The per base coverage score is estimated directly from one or more BAM files that represent the units within the experimental design, along with an optional experimental design table that is returns a long-form tidy GRanges data structure. The coverage estimation is computed via the Rsamtools package, and users have the ability to estimate coverage in parallel and drop regions in the genome where there is no coverage (Morgan et al. 2020; Lawrence et al. 2013 b). This representation is tidy, since each row of the resulting GRanges data structure corresponds to position(s) within a given sample with a given coverage score alongside any variables such as biological group. While the long-form representation repeats the same information for a sample within the design, the size of the resulting GRanges in memory can be compressed using run-length encoding for any categorical variable, which is a form of data compression where “runs” of a vector are stored rather than their values. For example, the character vector of letters “a”, and “b” is shortened so successive values are stored as a single value with their lengths:

#>  [1] "b" "a" "b" "b" "a" "a" "b" "a" "a" "a"

#> character-Rle of length 10 with 6 runs
#>   Lengths:   1   1   2   2   1   3
#>   Values : "b" "a" "b" "a" "b" "a"

This representation is memory efficient: at worst it will be the same size as the input, and at best reduce the size by a factor corresponding to the largest run. The allows us to easily transform the coverage scores and integrate annotations using the plyranges grammar, and visualise traces using ggplot2 (Wickham, Hadley 2016).

4.2.2 Integration of external annotations

External reference annotations, perhaps transcripts or exons, can be coerced to GRanges objects, are incorporated into the coverage GRanges by taking the intersection of the annotation with the GRanges using an overlap intersect join from the plyranges software. The resulting intersection will now contain the per base coverage that are overlapped the genomic features in the annotation, along side any metadata about the features themselves. Since our main workflow interest is in discovering coverage traces with IR profiles, superintronic provides some syntactic sugar for unravelling gene annotations into their exonic and intronic parts, and intersecting them with a coverage GRanges. Split reads that cross the boundaries of exon and intron parts are counted towards both unless filtered beforehand.

4.2.3 Discovery of regions of interest via ‘data descriptors’

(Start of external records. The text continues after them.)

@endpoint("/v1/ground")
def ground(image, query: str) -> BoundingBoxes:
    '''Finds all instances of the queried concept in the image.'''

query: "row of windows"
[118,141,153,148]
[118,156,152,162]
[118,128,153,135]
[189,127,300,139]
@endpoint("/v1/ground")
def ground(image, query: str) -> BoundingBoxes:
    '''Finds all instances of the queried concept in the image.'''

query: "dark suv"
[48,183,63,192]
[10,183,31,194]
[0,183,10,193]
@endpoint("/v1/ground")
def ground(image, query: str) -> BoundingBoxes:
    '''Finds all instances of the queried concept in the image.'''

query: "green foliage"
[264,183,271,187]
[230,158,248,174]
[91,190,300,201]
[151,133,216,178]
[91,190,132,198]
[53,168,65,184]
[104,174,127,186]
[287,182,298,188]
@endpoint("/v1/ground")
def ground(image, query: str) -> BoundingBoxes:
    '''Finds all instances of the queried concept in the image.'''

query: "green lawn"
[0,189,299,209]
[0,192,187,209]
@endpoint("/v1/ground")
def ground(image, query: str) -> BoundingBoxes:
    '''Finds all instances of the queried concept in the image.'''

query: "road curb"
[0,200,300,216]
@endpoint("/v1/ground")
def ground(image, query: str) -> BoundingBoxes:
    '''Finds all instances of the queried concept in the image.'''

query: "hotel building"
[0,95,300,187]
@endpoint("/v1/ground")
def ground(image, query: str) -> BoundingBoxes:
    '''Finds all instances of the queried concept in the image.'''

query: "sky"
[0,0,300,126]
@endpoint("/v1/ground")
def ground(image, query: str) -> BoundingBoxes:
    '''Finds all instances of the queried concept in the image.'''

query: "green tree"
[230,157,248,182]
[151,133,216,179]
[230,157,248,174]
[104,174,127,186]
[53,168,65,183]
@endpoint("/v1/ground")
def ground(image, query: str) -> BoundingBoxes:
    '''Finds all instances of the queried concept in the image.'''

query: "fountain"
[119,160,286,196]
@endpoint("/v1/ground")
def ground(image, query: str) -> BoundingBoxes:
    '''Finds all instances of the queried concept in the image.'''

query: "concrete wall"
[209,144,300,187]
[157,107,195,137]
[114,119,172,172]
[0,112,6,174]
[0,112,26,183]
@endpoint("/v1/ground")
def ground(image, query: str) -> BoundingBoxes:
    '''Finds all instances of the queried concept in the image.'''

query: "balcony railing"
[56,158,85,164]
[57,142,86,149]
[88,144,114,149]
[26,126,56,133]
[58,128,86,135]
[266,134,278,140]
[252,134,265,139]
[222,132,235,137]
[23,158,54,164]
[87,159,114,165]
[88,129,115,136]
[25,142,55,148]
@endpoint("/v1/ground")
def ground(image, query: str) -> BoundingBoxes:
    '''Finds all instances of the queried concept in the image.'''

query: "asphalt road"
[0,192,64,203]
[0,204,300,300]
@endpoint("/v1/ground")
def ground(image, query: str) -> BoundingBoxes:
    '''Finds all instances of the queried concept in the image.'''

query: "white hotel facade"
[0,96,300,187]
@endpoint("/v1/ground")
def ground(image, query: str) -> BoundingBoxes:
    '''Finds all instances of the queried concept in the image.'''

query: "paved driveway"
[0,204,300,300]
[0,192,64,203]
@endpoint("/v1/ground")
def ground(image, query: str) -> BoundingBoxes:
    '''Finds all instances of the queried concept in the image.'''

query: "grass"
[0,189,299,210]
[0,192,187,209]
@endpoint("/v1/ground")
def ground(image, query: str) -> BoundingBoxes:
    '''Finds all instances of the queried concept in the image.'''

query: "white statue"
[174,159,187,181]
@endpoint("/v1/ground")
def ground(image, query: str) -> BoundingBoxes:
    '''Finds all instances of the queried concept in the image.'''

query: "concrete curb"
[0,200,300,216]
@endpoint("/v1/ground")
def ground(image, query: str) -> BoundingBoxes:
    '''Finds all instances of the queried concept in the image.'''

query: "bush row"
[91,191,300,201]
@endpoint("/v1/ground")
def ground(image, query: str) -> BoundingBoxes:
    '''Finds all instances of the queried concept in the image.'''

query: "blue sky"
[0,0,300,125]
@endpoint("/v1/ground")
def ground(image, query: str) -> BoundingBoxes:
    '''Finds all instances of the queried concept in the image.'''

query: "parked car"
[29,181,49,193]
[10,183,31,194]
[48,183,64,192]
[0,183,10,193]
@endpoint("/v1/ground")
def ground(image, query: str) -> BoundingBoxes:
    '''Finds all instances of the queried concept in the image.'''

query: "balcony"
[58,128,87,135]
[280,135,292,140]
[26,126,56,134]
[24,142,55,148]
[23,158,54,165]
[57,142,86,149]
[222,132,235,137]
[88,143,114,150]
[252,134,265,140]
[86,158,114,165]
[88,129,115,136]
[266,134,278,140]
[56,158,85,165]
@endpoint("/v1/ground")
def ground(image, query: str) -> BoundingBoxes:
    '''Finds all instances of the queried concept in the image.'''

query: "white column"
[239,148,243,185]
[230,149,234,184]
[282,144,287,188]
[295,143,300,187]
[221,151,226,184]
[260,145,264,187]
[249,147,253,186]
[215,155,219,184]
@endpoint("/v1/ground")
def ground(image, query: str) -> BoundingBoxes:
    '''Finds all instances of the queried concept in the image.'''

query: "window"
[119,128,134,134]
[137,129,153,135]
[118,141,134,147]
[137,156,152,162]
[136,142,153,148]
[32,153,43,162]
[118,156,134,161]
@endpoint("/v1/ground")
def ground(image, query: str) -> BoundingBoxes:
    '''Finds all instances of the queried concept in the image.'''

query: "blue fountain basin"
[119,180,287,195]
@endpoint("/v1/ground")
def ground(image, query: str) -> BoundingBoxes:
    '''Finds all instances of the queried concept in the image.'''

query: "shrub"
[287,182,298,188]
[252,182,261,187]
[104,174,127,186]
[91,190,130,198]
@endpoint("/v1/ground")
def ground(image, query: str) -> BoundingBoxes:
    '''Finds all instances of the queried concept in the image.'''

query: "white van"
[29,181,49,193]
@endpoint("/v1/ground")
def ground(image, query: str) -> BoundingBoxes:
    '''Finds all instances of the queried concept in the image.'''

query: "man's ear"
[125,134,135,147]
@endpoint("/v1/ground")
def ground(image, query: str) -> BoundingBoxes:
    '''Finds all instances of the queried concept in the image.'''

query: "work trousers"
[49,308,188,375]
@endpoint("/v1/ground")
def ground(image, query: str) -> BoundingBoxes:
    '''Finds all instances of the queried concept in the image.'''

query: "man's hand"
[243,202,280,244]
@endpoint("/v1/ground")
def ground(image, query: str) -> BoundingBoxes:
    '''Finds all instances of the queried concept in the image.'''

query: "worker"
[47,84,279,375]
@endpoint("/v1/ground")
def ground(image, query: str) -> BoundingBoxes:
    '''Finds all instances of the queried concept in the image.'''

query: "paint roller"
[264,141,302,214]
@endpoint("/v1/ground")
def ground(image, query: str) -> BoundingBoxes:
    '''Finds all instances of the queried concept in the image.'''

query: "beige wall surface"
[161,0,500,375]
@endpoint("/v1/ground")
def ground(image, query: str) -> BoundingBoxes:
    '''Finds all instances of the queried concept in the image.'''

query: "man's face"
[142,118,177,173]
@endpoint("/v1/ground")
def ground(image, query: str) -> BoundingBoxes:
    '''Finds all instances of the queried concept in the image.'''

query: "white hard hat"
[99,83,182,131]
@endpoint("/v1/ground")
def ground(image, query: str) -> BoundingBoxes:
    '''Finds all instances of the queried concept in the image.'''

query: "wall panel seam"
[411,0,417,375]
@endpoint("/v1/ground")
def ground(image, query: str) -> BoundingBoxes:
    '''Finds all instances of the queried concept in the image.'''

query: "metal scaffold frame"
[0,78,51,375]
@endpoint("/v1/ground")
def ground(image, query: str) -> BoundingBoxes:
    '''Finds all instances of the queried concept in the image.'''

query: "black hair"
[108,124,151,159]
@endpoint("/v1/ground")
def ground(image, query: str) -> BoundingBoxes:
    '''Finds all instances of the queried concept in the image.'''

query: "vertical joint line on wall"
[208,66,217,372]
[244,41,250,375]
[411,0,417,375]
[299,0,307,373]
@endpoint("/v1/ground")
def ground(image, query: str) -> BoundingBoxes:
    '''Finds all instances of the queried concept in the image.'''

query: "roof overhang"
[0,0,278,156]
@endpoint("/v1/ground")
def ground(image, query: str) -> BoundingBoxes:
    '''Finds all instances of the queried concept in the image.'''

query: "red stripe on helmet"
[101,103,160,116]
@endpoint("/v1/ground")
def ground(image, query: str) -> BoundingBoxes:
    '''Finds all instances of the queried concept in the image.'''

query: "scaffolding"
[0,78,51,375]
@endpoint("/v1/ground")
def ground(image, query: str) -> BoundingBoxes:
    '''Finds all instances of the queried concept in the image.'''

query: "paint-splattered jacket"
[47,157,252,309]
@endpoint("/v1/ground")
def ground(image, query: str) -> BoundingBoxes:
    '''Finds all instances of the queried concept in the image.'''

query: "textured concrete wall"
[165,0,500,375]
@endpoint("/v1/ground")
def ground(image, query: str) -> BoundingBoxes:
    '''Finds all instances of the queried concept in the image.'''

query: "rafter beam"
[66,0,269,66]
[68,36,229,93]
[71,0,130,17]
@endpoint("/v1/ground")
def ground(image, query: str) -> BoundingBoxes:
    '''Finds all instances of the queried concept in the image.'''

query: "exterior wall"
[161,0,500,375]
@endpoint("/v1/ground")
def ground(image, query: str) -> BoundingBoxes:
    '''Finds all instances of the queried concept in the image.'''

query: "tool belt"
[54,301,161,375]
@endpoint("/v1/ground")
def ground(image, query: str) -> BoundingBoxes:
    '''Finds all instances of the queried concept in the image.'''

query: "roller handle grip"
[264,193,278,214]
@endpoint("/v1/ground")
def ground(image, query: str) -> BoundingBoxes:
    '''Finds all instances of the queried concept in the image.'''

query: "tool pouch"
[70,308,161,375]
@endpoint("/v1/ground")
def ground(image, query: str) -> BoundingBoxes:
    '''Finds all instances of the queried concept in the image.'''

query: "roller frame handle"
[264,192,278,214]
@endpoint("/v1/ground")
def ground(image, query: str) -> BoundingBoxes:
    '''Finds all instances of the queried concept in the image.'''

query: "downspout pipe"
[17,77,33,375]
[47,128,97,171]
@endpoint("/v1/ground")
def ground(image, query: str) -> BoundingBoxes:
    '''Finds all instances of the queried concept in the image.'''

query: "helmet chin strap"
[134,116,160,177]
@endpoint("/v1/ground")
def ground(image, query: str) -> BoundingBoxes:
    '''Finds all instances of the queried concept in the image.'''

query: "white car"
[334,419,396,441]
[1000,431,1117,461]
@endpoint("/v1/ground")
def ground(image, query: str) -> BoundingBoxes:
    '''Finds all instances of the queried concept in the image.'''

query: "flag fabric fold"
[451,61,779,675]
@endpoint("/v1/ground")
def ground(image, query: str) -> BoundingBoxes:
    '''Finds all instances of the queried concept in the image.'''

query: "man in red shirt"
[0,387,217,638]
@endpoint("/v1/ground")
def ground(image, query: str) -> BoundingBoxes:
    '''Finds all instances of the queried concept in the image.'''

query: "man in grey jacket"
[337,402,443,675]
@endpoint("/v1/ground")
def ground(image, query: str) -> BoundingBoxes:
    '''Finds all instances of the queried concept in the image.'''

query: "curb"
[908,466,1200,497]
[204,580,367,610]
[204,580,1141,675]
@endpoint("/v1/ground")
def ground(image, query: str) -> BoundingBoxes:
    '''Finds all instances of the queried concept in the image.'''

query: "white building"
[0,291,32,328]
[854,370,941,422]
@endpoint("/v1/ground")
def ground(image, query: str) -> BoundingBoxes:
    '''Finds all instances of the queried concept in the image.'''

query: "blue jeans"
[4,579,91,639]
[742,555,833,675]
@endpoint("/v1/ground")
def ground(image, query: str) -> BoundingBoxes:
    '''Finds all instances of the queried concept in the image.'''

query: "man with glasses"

Once the coverage GRanges has reference genomic features, data descriptors can be computed via collecting summary statistics across the factors of the experimental design and features of interest. This can be achieved using plyranges directly by first grouping across variables of interest, computing descriptors defined by superintronic and then pivoting the results into a wide form table for additional processing or visualisation. There are many descriptors defined by superintronic that are weighted statistics (as we have to account for the number of bases covered, or the width of the range) of the coverage score, such as the mean and standard deviation. There are also descriptors that can be used to find the number of times the coverage trace is above a certain number of bases or score. To find coverage traces that have unusual descriptors, the descriptors can be visualised directly as a scatter plot matrix. After that thresholds can be applied to filter the genomic features that had extreme descriptors on the coverage GRanges, and the traces can be visualised. By default superintronic displays coverage traces oriented from the 5’ to 3’ end of the gene, with the view_coverage() function. Traces can be highlighted according to a genomic feature of interest, figures in this chapter have orange areas corresponding to intronic parts of the gene, while dark green areas referring to exonic parts.